Wednesday, February 21, 2007

The Affari Edge Blog

The Affari Edge Blog
Discussion about advertising, marketing, and public relations…

Jet Blew: How a great airline handled a public relations catastrophe
First, let me say that I have not flown on Jet Blue, but I know people who have. It is a great airline and has repeatedly been recognized for outstanding customer service. They do know how to operate an airline, and they do it well.

Or did until last week. Cupid shot an arrow throught their reputation.

On Valentine’s Day, a snowstorm hit the Northeast US. Airports closed. Airlines canceled flights, Jet Blue among them - although later than most.

As the storm started breaking, airlines started flying again. Except for Jet Blue. It seems that they had some rather major internal communications problems. Their pilots and flight attendants were scattered all over the place - and Jet Blue didn’t really know where. They had too many airplanes in other places. The New York Post reported Jet Blue had 52 plans parked at JFK Thursday morning, and the airport closed the runway - so Jet Blue couldn’t get their planes to other airports, stranding passengers.

So pilot-less planes were loaded with passengers who waited. And waited.

And waited.

And waited.

And waited.

And… well, you get the picture. Some planes sat on the tarmac for 10 hours or more.

It didn’t help that usually responsive customer service personnel were not able to give out information. Or FAA rules hogtied what Jet Blue personnel could do (such as having to wait four hours before givng food and water on planes sitting on the tarmac).

So what happens to people like this? They blog. was started by a woman (Genevieve) stranded for 11 hours at JFK:


Nothing says “I love you” like being held hostage on a frozen plane with the man you love, 99 strangers, 4 other people you happen to know, 4 screaming babies and 3 rambunctious kids running about, nothing but chips and soda for sustenance, faulty power, unreliable direct TV and overfilled sewage system for 11 hours.

In one week, she has 87 posts. 87. They range from news articles about the situation to posts about other Jet Blue hostages. There are even two posts from a Jet Blue employee — one basically chastising Genevieve for starting her blog. Other bloggers posted as well, and linked to Genevieve’s post.


Days after the snowball started, the CEO - David Neeleman - finally tried to get in front of it. He admitted the mistakes. He taked about his airline’s internal shortcomings. He was “humiliated and mortified” by what has transpired. The New York Times has a great article about his mea culpa.

He is offering refunds and more cash to those affected.

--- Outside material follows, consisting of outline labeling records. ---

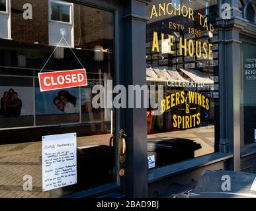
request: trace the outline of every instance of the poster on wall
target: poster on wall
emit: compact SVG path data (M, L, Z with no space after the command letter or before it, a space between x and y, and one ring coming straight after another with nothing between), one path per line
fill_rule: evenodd
M42 137L42 191L76 184L77 134Z
M33 87L0 86L0 115L18 117L33 115Z
M79 88L36 93L36 115L79 113Z

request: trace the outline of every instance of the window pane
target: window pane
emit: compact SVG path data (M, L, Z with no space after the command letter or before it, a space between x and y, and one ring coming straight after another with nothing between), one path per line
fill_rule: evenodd
M243 44L243 94L244 144L256 142L256 46ZM243 130L242 130L243 131Z
M110 109L95 107L95 94L92 93L94 86L107 87L107 81L112 82L114 78L113 13L74 4L77 15L72 26L73 34L65 35L73 38L74 46L72 49L59 47L52 55L55 46L49 45L48 1L41 3L32 3L33 19L24 21L21 13L17 13L21 10L19 1L13 1L13 40L0 39L0 196L3 197L58 197L116 181L115 149L110 144L114 134L115 113ZM60 20L65 20L62 15L60 16ZM59 30L52 33L60 34ZM46 73L83 67L88 86L40 91L38 73L41 70ZM17 92L17 96L13 92ZM48 172L42 169L48 165L43 154L43 138L65 137L74 133L76 146L70 152L76 155L77 183L58 188L53 182L50 190L43 191L43 175ZM64 140L58 139L57 144L62 146ZM53 139L49 143L54 145ZM56 154L59 156L62 153L58 151ZM67 160L62 162L65 164ZM24 176L32 178L31 191L22 188ZM54 179L57 180L57 176Z
M0 11L6 12L6 1L7 0L0 0Z
M70 6L51 3L51 19L70 22Z
M147 112L148 156L157 167L214 152L218 136L218 1L170 5L148 7L147 83L158 103Z

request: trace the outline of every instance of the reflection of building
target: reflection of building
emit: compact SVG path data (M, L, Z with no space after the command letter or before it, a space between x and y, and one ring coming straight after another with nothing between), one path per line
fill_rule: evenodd
M230 1L231 16L225 20L220 16L221 1L168 1L194 5L195 14L209 15L214 33L202 30L200 36L189 31L200 28L198 17L191 22L179 16L158 16L148 22L146 30L146 9L150 11L152 4L167 1L148 1L148 6L140 0L64 1L60 5L67 8L73 3L73 13L65 7L54 7L51 18L62 22L58 27L68 24L71 28L67 30L73 36L70 43L73 42L73 50L87 71L90 84L69 90L81 99L81 112L75 114L54 113L58 111L52 98L58 92L42 94L38 89L37 73L54 49L56 42L49 45L48 6L56 1L0 1L6 3L0 5L0 90L19 90L26 109L19 118L0 117L1 196L62 196L75 192L71 196L168 197L192 189L206 169L256 172L255 1ZM25 3L32 6L32 20L22 18ZM169 21L181 21L186 30L162 28L162 22ZM56 31L51 36L58 40ZM165 45L163 52L151 51L154 31L159 34L159 45ZM168 53L167 36L161 42L161 32L175 36L173 55ZM179 37L212 44L213 59L181 55ZM43 71L81 68L69 49L57 52ZM93 108L93 85L105 84L107 79L125 87L163 85L165 105L171 106L169 100L175 99L175 106L158 116L153 116L153 109L122 108L110 113ZM192 87L192 82L204 86ZM200 102L186 104L185 98L187 102L192 95ZM173 129L174 115L179 129ZM42 192L42 136L74 133L80 180L75 188L68 185ZM148 144L149 138L156 144ZM148 169L148 152L161 166ZM32 191L20 189L21 175L24 175L32 176L36 184Z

Jet Blue paid for hotel stays and free meals. The only information about this on the official website were press releases and an “operational interruption” notice.

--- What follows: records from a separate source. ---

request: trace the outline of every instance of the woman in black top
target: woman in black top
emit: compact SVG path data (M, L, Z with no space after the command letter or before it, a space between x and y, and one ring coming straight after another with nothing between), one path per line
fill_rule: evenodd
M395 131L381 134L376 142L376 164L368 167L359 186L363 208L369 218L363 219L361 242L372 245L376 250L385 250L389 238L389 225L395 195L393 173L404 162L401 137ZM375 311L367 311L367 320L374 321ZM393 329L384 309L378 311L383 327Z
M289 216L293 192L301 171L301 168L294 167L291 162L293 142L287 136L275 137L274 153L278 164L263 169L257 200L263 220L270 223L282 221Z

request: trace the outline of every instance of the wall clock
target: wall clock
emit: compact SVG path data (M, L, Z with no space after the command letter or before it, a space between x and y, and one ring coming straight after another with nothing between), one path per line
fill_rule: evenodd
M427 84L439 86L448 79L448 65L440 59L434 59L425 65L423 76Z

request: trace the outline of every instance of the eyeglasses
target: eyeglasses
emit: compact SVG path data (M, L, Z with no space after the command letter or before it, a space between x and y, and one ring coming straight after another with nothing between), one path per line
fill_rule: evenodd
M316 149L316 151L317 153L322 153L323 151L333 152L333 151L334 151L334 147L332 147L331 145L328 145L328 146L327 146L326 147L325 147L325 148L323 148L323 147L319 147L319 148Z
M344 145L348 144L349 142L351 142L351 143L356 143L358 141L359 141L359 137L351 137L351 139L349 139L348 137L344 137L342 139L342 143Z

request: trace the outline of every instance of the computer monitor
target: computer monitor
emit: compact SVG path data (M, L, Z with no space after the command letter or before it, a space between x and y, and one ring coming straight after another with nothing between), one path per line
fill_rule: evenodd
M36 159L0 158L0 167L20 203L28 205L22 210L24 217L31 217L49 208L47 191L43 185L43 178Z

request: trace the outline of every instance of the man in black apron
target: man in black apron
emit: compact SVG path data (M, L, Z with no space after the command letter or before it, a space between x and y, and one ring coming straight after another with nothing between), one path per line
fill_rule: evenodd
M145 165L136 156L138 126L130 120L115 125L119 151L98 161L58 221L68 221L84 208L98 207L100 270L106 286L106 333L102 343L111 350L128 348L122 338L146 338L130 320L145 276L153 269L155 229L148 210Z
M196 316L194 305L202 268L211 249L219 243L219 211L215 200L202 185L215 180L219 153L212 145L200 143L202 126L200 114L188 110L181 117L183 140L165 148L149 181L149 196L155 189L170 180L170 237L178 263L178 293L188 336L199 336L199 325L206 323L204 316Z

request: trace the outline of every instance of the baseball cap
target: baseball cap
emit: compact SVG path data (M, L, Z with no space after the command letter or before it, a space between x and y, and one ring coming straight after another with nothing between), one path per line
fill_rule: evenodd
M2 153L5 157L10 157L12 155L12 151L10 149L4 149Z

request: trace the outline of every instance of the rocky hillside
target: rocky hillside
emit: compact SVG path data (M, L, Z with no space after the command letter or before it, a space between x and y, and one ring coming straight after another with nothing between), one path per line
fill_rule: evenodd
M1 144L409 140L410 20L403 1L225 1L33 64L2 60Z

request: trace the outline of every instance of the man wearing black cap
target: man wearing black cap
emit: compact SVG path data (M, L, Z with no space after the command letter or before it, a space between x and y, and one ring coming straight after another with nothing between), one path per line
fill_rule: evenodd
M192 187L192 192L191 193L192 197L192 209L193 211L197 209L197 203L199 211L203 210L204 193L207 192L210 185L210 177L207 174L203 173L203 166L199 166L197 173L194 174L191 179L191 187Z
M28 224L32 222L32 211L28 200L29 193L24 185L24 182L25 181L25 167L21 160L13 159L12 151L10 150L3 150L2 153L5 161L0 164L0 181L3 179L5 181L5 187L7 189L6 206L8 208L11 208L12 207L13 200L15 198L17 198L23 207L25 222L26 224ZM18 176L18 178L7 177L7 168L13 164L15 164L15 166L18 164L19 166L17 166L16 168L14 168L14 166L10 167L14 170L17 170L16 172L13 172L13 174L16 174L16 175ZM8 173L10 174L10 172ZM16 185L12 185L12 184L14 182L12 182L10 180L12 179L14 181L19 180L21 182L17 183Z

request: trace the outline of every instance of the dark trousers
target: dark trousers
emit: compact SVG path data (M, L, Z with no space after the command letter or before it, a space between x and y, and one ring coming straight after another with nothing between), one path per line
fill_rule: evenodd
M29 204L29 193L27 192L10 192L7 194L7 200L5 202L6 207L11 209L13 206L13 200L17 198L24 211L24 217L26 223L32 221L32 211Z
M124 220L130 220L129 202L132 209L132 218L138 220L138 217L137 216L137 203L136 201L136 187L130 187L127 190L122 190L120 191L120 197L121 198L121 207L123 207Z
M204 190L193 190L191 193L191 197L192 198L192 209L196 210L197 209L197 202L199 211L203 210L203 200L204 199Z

Could they have handled this better? Absolutely. Neeleman almost admitted as much.

Now I will admit that I am not a crisis management specialist. I realize that what I find in news reports and blog posts does not represent the totality of what Jet Blue has done and will do. But I can say there are three things I would have done differently.

1) When internal communications breakdown, external communications need more transparency. Passengers should know as much as possible. Most of the negative reactions fr0m passengers stemmed from the inbility of Jet Blue staff to give any information.

When a CEO has to come out and admit that his company has some internal problems, his stockholders will not like what happens to the stock price. Shares of JetBlue had actually risen at the end of last week, and the market is closed today for Presidents’ Day. I will be watching the shares tomorrow, but if all flights return to flying the long-term impact will be negligible.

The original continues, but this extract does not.